What will the ‘Campinos era’ mean for patent quality? More lies about quality? Watermark’s Christian Schieber has just written about ‘anti-PACE’ — basically a belated response to rushed examination that many applicats did not want at all. As Schieber put it:

The European Patent Office (EPO), following public consultation, intends introducing a new procedural option enabling applicants of European Patent (EP) applications to request postponement of the start of substantive examination, by up to 3 years.

Currently, applicants can speed up the grant procedure of an EP application, using the Programme for Accelerated Examination of European patent applications (PACE) or other mechanisms. However, no mechanism is currently available to defer commencement of examination. For EP applications filed directly with the EPO, examination has to be requested no later than 6 months from publication of the European search report. For EP applications originating in International (PCT) applications, examination is requested at the time of regional phase entry, ie latest by 31 months from the priority date of the PCT application.

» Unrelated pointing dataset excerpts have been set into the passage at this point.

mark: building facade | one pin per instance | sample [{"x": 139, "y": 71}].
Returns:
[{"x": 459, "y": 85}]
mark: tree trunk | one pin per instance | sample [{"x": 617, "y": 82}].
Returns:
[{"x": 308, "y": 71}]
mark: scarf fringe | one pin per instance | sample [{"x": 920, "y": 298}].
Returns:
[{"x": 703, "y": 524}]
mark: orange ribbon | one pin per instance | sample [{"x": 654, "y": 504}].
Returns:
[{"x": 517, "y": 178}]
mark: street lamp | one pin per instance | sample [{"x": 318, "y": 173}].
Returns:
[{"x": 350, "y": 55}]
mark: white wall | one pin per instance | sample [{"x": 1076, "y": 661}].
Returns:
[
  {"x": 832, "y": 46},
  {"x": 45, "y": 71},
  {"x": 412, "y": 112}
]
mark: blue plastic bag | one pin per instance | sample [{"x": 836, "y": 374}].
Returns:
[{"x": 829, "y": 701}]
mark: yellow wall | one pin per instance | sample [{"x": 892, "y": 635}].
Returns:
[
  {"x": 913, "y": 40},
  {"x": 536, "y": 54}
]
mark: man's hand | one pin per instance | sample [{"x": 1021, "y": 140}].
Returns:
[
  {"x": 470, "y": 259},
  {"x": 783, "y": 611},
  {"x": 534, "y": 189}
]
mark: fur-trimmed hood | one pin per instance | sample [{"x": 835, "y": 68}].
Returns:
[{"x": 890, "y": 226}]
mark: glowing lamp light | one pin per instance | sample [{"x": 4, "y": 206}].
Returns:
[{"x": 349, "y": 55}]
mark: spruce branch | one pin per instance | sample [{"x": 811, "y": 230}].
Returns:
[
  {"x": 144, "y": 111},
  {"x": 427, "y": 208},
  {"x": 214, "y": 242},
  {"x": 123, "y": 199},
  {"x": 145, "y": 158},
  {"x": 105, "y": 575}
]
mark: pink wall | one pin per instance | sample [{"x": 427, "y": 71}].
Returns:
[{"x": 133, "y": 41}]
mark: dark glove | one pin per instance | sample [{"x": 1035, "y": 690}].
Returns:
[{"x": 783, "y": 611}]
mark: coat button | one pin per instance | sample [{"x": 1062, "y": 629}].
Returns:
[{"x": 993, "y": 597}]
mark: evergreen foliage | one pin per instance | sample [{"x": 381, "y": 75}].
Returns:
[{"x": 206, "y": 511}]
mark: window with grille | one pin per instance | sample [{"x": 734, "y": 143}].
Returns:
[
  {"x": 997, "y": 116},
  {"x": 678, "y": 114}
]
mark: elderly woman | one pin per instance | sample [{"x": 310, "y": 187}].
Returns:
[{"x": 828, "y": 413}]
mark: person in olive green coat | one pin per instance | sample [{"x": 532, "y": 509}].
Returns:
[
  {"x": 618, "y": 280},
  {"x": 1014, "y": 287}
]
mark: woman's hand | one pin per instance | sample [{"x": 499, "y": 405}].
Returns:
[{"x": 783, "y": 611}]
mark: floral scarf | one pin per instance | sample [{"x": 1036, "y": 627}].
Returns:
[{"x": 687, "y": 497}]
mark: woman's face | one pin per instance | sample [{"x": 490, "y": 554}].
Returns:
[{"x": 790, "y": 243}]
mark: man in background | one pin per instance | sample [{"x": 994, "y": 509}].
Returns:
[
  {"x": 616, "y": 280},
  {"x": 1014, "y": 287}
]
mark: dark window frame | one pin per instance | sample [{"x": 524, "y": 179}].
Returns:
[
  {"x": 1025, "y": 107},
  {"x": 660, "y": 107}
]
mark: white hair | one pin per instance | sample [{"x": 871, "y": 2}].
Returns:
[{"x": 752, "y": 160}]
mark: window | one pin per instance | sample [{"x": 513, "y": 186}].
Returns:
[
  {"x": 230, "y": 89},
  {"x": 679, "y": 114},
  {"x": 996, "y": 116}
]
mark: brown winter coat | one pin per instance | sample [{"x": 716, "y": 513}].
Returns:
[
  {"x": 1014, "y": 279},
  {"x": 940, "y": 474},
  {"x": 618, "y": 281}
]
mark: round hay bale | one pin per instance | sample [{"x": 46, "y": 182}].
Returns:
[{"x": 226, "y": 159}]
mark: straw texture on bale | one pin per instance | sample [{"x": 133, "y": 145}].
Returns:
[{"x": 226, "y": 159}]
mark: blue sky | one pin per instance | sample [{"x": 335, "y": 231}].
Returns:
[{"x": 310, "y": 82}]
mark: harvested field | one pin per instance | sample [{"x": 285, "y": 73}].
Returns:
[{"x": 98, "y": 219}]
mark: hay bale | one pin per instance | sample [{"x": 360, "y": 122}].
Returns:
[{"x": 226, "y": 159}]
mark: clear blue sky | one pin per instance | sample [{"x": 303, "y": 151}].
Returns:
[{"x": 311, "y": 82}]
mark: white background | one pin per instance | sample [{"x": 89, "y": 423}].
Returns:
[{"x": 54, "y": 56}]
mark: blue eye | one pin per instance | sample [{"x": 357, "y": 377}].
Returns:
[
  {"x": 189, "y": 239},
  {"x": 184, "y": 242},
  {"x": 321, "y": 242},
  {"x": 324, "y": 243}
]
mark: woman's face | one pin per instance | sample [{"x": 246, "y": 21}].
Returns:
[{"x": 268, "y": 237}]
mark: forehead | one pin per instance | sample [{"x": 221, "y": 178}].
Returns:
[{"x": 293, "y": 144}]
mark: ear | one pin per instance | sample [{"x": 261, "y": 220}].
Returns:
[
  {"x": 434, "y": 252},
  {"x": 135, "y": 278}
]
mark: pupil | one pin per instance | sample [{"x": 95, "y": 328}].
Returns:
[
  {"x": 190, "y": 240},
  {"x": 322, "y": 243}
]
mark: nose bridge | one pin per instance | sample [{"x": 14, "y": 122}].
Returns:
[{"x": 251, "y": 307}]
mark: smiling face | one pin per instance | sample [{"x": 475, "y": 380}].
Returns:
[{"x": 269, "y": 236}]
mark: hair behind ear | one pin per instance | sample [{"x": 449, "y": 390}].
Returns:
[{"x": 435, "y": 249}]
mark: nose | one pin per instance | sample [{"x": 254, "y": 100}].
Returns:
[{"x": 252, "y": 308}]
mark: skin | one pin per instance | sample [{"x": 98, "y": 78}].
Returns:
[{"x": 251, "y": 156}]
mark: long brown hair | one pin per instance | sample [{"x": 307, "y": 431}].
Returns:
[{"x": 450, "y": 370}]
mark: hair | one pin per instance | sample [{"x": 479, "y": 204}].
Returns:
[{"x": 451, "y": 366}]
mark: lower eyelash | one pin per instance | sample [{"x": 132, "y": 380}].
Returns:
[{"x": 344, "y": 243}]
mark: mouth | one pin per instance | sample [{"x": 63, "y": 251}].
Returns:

So they can delay it by “up to 3 years” (i.e. until 2021). Will there even be an EPO as we know it in 3 years? SUEPO believes that mass layoffs can begin as early as this year.

The Lawyer’s Daily, a site whose name is self-explanatory, says that CIPO (Canada) assumes EPO will last another 3 years, never mind if there are many layoffs coming soon. To quote yesterday’s article:

As of January, the Patent Prosecution Highway pilot agreement between the Canadian Intellectual Property Office (CIPO) and the European Patent Office (EPO) has been extended for another three years.

According to a statement from CIPO, the Patent Prosecution Highway allows applicants at the CIPO and EPO to obtain corresponding patents quickly and efficiently. It also enables the two patent offices to benefit from work previously done by each other, which reduces examination workload and improves patent quality.

The above is not actually news. Not really (we mentioned it before). What’s news is all sorts of worthless deals Battistelli signs in countries like Cambodia (with zero European Patents) or distant nations like Argentina with only dozens of European Patents.

We worry that Europe is losing its competitiveness in terms of patents (which we’re not inherently against). How could anyone envision/consider the attacks on the EPC and the EPO as a good thing? Was the gamble on UPC (massive headache for European companies but boon to litigators worldwide) worth it?